I do not think that there can ever be enough books about anything and I say that knowing that some of them are going to be about Pilates.The more knowledge the better seems like a solid rule of thumb, even though I have watched enough science fiction films to accept that humanity’s unchecked pursuit of learning will end with robots taking over the world.-Sarah Vowell

Wednesday, September 27, 2017

Pay It Forward by Catherine Ryan Hyde


Arlene McKinney is a recovering alcoholic who works two jobs to make ends meet and to pay off a broken down truck that she co-signed with her boyfriend who disappeared and may be dead, but who likely isn't coming back.  She has a thirteen-year-old son, Trevor by him.  Trevor is a good kid who has a new social studies teacher at his school named Reuben St. Clair who was scarred physically by the Vietnam war and wears an eyepatch.

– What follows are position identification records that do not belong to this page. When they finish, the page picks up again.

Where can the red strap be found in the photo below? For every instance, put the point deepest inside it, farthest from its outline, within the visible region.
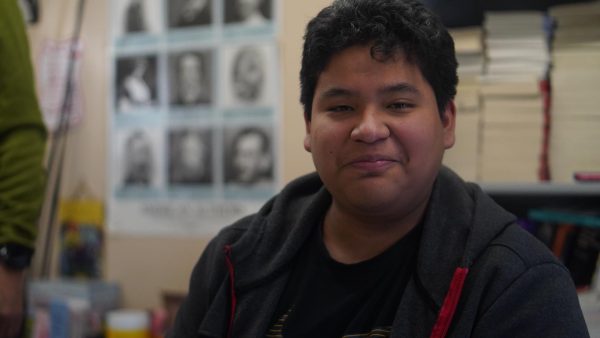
(231, 289)
(440, 329)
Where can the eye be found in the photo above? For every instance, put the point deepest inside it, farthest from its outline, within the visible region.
(400, 106)
(340, 109)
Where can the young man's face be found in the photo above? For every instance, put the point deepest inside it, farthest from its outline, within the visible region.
(376, 136)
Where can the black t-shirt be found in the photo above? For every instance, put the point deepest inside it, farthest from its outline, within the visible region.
(325, 298)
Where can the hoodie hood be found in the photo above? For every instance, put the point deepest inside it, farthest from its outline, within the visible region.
(458, 213)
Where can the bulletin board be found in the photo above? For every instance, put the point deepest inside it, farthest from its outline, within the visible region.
(194, 113)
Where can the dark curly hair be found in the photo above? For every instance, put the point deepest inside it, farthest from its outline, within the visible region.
(390, 26)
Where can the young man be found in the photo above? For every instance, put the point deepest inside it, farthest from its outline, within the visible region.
(22, 176)
(383, 241)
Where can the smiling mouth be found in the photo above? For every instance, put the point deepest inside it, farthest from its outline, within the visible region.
(372, 163)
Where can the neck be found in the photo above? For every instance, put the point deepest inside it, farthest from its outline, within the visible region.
(351, 238)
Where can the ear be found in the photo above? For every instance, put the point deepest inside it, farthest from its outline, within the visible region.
(449, 124)
(307, 137)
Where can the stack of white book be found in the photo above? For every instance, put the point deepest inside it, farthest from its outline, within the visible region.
(575, 78)
(517, 60)
(464, 156)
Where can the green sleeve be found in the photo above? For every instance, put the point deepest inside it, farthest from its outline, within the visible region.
(22, 133)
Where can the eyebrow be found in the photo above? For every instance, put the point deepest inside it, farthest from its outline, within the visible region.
(401, 87)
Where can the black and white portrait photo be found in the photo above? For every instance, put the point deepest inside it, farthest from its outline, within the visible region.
(249, 156)
(248, 74)
(136, 82)
(136, 17)
(248, 12)
(138, 159)
(190, 78)
(189, 13)
(190, 156)
(248, 78)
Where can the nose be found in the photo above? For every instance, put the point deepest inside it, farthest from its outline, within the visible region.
(370, 128)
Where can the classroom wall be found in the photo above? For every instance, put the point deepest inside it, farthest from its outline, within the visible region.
(146, 266)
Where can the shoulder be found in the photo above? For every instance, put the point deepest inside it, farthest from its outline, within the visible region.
(516, 265)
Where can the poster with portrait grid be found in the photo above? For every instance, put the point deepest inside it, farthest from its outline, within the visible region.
(194, 110)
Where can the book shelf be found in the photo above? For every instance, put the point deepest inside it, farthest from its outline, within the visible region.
(519, 198)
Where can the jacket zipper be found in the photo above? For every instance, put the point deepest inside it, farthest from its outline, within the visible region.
(442, 324)
(232, 294)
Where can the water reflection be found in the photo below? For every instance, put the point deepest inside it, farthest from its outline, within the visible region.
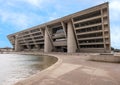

Reuben starts off his class every year in the new towns he seems to keep moving to with an extra credit assignment for those who choose to do it: Think of an idea for world change and put it into action.  Trevor gets an idea of what to do and sets about doing it. He takes his earnings from his paper route and places an ad in the paper that he will be giving it away to someone at a certain address on a certain day.  About forty people show up and he becomes concerned because he only wants to help one person, but a large group leaves when they see that it's only a kid.  So he decides to have them write an essay to determine why they should get it. A few more leave because they can't write. He picks out a homeless junkie named Jerry to help.  He buys him some new clothes and lets him take a shower in his home much to his mother's consternation.  Jerry is able to get a job working on cars and he helps Arlene by taking apart the truck to save her money as she is selling it for parts and it cuts into what she can get if the guy has to remove it himself.  All that Trevor asks is that Jerry does three things for three other people and have them do three things for three other people. He calls it the Pay It Forward system.  But Jerry will let him down by going back to jail.

The other person Trevor helps is Mrs. Greenberg, an elderly woman on his paper route. He takes care of her lawn and flowers.  He tells her about the Pay It Forward System.  But Trevor hears that she dies and believes that she never had time to pay it forward.  He does keep up her lawn and takes care of the stray cats that Mrs. Greenberg took care of just in case she is looking down from Heaven.

The third person on his list to help is Reuben.  He believes that Reuben and his mom should be together and that they would be happy.  But he feels he is doomed to fail on this front as well as the two keep acting defensively toward each other.  She believes that he looks down on her for her lack of education and he believes that she looks down on him for his hideous appearance.  They're both wrong, of course.  But that will not be the only obstacle to them getting together.  One bigger than the two can imagine will come between them.

This was a really good book. It was very well written with an idea that at the time of its publication seemed revolutionary.  It's a shame it didn't take hold.  Some people might have trouble with the different narrators as it can be confusing, though it wasn't to me.   I would like to take a moment here to point out that in the book Reuben is an African American and in the movie he is portrayed by Kevin Spacey, a fine actor who happens to be white.  That is a shame.  I also understand that the mioie really departs from the book for those who have seen it.  I do recommend this book.

Quotes
I no longer think I lack a judgment about men. I will never again say my instincts are poor, no sir, because how do I keep finding the same guy over and over?  I am beginning to think I have a very keen sense of judgment, only it would seem that it is on somebody else’s side.
-Catherine Ryan Hyde (Pay It Forward p 19)

Arlene started to say something back by couldn’t think what it should be and worried it would be a bad, weak-sounding something no matter how carefully she thought it up. So instead she poured two fingers of good old Jose Cuervo. The one man in her life who never told her lies, so you always knew what you would get.  And you could never say you didn’t know.
-Catherine Ryan Hyde (Pay It Forward p 23)

There was something clean and victorious about waking up feeling that bad. It meant he was alive still. That’s he’d survived again.
-Catherine Ryan Hyde (Pay It Forward p 159)

Much to Gordie’s surprise and relief, he found the ability to detach had not abandoned him. It would be another beating like so many before. He would watch it from a distance, and his skin and bones would heal. Or maybe this time not.  But he would be elsewhere as it happened, shut down.  When you don’t care anymore you deprive them of the joy of hurting you. Hard to hit somebody where they live if there’s nobody home.